The prestigious American Film Institute — a nonprofit group promoting film heritage — loves to make lists: the 100 greatest movies; 100 greatest comedies; greatest thrillers; greatest stars; greatest movie-quotes — and a whole lot more.
In the early 2000s, when AFI announced their forthcoming roster of 100 greatest heroes & villains, some friends and I debated whether James Bond or Indiana Jones would land in the top spot.
Both of our guesses were wrong, it turned out.
Since these “Weird Word” columns are currently handling Harper Lee’s novel To Kill a Mockingbird, you can probably guess AFI’s No. 1 hero….
That’s right: Atticus Finch.
It’s just one more fascinating detail on what I like to call “America’s favorite novel.” When I re-read it last month for the umpteenth time, I couldn’t help noticing numerous unfamiliar words; and so, given the wide familiarity with this book, I’ve been using those for several of our recent vocabulary columns.

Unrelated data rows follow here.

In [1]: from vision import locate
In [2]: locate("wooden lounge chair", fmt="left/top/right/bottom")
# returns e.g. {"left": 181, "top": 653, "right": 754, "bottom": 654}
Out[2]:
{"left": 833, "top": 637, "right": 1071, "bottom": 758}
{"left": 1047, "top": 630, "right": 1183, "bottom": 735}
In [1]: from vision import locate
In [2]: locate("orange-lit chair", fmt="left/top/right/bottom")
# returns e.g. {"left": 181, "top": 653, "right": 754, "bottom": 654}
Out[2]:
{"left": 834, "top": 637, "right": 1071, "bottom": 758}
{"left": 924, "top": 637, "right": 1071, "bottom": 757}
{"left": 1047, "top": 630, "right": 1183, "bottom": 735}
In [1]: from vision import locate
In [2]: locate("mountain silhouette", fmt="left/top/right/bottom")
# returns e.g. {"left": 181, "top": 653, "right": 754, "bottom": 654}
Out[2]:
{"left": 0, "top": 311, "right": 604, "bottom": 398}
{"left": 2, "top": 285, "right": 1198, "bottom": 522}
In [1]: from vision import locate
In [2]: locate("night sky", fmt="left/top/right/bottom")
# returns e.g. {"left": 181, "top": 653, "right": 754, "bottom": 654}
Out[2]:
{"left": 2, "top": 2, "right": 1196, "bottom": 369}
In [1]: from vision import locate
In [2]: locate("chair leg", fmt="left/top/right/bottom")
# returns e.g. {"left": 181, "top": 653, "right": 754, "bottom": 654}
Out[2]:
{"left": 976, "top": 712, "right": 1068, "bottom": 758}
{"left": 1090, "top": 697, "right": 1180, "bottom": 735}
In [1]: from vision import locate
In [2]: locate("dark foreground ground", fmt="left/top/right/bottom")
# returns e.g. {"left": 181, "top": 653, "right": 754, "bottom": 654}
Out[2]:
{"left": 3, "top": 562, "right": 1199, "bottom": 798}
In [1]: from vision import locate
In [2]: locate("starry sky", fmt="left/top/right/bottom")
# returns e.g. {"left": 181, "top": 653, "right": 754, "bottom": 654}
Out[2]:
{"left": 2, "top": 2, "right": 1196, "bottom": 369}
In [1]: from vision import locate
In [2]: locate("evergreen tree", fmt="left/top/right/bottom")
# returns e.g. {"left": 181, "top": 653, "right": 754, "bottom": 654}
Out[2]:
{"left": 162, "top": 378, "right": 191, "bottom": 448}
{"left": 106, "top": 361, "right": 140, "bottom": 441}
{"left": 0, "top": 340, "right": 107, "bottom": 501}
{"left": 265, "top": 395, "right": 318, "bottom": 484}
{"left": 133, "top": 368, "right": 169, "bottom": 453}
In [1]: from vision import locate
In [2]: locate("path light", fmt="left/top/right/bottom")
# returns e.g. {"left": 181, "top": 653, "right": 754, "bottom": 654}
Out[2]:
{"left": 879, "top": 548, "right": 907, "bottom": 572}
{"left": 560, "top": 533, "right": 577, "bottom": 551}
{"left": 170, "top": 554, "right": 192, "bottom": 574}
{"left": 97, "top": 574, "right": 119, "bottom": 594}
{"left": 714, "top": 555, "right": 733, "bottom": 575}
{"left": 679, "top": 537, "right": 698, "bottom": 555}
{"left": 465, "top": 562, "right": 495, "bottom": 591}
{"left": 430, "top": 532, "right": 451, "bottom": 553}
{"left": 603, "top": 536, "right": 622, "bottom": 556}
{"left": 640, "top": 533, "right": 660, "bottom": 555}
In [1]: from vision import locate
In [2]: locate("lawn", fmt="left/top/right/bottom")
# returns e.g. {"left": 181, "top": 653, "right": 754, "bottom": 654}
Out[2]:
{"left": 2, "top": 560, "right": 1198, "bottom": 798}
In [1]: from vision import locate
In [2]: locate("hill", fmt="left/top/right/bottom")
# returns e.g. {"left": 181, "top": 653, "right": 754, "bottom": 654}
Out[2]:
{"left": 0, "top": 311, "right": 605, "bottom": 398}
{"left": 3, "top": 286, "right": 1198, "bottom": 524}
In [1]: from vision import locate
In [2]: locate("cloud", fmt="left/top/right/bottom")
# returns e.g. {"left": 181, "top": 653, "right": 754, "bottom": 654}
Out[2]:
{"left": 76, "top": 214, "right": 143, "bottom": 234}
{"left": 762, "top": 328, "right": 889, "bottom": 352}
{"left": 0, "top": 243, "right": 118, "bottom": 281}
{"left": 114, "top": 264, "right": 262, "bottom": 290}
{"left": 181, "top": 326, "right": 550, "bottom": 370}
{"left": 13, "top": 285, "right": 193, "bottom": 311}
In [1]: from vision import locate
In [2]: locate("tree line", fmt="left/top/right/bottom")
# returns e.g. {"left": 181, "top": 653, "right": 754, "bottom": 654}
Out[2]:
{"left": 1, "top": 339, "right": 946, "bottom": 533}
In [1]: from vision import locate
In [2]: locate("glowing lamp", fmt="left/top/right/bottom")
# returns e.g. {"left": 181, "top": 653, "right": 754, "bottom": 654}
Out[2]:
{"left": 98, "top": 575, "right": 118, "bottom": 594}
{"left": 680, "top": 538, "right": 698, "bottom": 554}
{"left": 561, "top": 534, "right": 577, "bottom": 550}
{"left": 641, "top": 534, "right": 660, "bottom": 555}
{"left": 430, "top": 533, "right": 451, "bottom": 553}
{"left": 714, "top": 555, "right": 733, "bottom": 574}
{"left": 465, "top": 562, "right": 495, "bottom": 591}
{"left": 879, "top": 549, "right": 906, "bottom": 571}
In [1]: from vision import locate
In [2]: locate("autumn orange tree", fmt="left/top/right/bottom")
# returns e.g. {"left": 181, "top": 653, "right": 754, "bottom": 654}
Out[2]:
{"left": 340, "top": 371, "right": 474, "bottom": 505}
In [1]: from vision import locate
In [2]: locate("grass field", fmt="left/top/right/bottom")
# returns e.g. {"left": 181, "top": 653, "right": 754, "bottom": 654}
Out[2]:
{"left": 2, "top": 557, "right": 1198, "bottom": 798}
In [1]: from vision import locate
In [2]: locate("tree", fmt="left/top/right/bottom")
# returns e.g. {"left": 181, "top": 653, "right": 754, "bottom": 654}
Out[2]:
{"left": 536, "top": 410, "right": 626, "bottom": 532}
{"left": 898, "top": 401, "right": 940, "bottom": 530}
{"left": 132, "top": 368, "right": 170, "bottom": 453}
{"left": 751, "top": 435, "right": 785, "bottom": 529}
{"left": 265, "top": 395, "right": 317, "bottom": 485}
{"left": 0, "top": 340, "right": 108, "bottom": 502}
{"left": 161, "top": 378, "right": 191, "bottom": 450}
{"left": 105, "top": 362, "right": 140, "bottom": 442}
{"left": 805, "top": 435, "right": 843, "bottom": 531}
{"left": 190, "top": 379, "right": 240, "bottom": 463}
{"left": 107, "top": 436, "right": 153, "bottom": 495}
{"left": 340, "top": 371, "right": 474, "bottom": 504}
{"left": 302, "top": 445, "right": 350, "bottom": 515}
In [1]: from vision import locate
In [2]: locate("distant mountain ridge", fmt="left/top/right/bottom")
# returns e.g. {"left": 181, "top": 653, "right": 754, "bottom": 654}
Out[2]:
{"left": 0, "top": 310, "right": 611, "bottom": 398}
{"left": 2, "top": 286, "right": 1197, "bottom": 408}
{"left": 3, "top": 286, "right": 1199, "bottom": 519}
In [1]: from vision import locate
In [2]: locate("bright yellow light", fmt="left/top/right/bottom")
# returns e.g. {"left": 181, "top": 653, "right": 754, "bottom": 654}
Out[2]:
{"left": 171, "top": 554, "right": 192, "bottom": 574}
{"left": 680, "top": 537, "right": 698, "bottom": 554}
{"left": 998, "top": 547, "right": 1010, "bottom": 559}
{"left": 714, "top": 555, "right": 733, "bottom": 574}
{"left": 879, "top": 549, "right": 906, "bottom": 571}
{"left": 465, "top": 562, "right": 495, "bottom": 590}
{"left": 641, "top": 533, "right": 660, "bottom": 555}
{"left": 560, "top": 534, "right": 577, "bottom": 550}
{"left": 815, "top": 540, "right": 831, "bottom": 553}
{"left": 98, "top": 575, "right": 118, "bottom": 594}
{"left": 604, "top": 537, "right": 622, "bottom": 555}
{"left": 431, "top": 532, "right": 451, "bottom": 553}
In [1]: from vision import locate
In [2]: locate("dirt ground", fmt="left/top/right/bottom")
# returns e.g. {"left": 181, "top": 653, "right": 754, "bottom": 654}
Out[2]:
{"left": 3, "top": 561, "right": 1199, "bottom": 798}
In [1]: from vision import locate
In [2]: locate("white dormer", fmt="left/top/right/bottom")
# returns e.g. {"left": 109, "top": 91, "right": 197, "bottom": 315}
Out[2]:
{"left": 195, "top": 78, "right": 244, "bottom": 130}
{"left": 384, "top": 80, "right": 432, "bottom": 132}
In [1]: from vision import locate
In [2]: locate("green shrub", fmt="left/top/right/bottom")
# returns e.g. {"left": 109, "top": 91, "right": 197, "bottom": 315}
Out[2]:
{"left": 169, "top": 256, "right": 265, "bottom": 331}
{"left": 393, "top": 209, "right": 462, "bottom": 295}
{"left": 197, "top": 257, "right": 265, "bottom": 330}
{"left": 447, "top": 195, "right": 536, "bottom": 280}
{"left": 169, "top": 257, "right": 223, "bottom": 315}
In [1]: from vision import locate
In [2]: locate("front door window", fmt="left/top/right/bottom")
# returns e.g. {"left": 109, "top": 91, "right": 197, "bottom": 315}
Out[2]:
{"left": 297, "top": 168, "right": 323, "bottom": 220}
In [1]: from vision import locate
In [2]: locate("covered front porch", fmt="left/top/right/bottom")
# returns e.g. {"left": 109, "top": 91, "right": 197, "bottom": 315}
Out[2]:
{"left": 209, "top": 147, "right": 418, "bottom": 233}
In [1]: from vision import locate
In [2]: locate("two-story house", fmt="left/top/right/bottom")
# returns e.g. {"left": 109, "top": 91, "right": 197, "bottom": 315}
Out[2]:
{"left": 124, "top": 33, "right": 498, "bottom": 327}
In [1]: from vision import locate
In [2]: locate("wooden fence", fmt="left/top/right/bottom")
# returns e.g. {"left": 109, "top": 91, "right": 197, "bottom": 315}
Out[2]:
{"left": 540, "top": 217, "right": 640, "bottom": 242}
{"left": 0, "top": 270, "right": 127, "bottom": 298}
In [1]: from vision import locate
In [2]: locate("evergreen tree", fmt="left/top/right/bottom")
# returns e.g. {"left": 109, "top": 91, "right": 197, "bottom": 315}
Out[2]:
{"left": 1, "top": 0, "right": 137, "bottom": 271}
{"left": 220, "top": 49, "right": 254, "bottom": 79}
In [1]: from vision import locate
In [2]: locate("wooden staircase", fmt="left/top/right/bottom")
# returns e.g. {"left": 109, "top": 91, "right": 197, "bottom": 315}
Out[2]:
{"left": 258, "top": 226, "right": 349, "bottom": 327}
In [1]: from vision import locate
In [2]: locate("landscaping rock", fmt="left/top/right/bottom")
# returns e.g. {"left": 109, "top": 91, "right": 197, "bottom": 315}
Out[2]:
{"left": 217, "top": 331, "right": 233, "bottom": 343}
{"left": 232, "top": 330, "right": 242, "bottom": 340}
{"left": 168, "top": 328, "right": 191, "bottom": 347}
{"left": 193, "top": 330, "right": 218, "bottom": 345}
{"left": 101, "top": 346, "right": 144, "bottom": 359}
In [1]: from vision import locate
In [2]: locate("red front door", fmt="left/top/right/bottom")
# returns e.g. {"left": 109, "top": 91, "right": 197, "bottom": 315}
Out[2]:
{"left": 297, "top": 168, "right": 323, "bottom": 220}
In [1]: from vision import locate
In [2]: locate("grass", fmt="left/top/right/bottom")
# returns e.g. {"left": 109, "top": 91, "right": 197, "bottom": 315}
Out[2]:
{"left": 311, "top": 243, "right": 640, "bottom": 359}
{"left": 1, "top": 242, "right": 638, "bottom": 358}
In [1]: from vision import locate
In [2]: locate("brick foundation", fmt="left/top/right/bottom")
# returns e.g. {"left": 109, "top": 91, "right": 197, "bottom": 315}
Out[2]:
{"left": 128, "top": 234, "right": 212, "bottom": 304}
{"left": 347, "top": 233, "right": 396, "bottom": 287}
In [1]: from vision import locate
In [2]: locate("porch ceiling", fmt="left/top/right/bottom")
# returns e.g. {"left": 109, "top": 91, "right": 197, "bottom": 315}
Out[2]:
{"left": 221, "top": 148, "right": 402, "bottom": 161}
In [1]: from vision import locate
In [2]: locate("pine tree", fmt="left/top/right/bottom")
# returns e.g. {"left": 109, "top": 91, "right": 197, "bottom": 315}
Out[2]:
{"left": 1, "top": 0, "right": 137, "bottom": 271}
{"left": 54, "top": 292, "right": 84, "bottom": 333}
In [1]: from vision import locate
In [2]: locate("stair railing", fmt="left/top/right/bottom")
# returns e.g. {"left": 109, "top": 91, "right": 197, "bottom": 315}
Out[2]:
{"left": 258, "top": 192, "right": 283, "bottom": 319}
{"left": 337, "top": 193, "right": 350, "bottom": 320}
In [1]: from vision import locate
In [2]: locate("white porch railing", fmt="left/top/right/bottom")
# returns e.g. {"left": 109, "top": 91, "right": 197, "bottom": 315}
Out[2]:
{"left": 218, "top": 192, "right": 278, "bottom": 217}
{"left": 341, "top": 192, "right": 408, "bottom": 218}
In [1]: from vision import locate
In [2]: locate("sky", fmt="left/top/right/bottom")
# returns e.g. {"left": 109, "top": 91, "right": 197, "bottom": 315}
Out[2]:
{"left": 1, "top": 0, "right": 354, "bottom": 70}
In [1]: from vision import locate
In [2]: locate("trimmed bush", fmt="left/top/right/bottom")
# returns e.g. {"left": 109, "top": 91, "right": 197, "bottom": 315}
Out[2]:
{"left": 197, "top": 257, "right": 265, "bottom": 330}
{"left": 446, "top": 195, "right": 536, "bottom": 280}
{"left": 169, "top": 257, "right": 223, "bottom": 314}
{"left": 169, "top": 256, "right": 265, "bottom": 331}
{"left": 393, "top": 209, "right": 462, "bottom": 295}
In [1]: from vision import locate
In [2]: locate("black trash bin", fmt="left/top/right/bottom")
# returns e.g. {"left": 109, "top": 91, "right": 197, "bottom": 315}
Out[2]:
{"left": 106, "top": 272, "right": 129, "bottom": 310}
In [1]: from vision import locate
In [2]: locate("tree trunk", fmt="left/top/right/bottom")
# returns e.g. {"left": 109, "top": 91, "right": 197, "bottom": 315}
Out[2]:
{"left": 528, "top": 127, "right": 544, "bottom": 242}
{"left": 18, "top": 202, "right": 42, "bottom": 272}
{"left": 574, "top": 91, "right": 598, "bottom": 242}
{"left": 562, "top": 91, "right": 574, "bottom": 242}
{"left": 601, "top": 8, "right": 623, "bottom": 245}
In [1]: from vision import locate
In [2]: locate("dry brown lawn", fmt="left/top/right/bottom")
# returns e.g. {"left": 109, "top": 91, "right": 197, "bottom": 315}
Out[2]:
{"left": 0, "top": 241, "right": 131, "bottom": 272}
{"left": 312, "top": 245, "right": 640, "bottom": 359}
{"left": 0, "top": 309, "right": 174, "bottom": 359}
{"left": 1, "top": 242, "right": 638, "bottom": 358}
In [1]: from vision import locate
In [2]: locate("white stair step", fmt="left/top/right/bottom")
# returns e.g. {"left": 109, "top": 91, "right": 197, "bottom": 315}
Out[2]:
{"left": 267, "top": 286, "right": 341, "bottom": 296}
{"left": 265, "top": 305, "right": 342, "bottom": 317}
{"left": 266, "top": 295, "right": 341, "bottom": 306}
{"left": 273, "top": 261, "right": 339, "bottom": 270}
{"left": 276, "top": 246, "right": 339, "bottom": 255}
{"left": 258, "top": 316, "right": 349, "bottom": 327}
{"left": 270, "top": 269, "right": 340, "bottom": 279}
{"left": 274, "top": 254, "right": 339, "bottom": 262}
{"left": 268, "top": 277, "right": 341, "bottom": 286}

Here’s another batch from Part II. (We’ve been taking them in order from the book.)
Amanuensis (uh-man-yoo-EN-siss, noun) – Old-fashioned synonym for “secretary” — containing the Latin root man(u), meaning “hand.” (See manual, manicure, manipulate … even manure!) But the definition doesn’t explain why it’s the name of a social group in the novel.
I can only guess it’s because the club members are women, who would commonly have had that job during the novel’s Depression-era setting. But while the formidable Alexandra (aunt to narrator Scout) joins as club secretary, that is certainly not her real-world job; I doubt she’d be caught dead taking dictation. (In fact, she’s usually the one giving it….)
Shinny (SHIH-nee, noun) – This normally designates an informal hockey game — though as a verb it can mean “to climb something” (as in, “shinny up that tree!”). Yet in Mockingbird, it cannot refer to either of these things. In Chap. 13, for example, Scout tells us, “Miss Maudie Atkinson baked a lane cake so loaded with shinny it made me tight.”
As long as you know that tight is slang for “drunk,” this sentence is a perfect example of context defining the word. Here (and later, when some boozed-up rednecks threaten Atticus), it’s is a colloquial form of “moonshine.”
As for “tight”: One of my source-books on American English indicates that our overstuffed language offers no less than 2000 synonyms for “drunk.” Weird Words covered some of those in 2023; you can find that list by searching at webbweekly.com for nimtopsical (yes, that’s one of the 2000).
Linotype (LIE-nuh-type, noun) – Though rightly capitalized as a trademark, Linotype is lowercase in Mockingbird, where it describes the typesetting machine used by the town’s lone newspaper (Chap. 15). This now-obsolete device was a revolution in its time.
Perhaps you’ve seen an ancient printing-press of the sort designed by Gutenberg: individual letters lined up by hand in a huge grid, all backwards, with ink smeared across them and then the paper placed on top to pick up the ink. The Linotype machine allowed that type to be dropped in place much faster — using a keyboard. That process was, in turn, later replaced by photographic typesetting — and then, of course, by digital.
Monkey puzzle (noun) – Also called the pewen or pinonero, this is an evergreen tree with large, sharp leaves — and it’s native to Chile, though they can be grown in the American South (Scout mentions seeing them in the Maycomb town square — Chap. 15). The origin of this nickname is uncertain — perhaps from its intertwining limbs (dictionary.com).
Privy (PRIH-vee, noun) – As an adjective, this is not an uncommon word; it means secret, personal, private or sharing in a secret (as in, “I’m not privy to that”). But … again in Chap. 15, Scout uses this as a noun — and it means, simply, “outhouse.” Its origin, of course, is from “private.”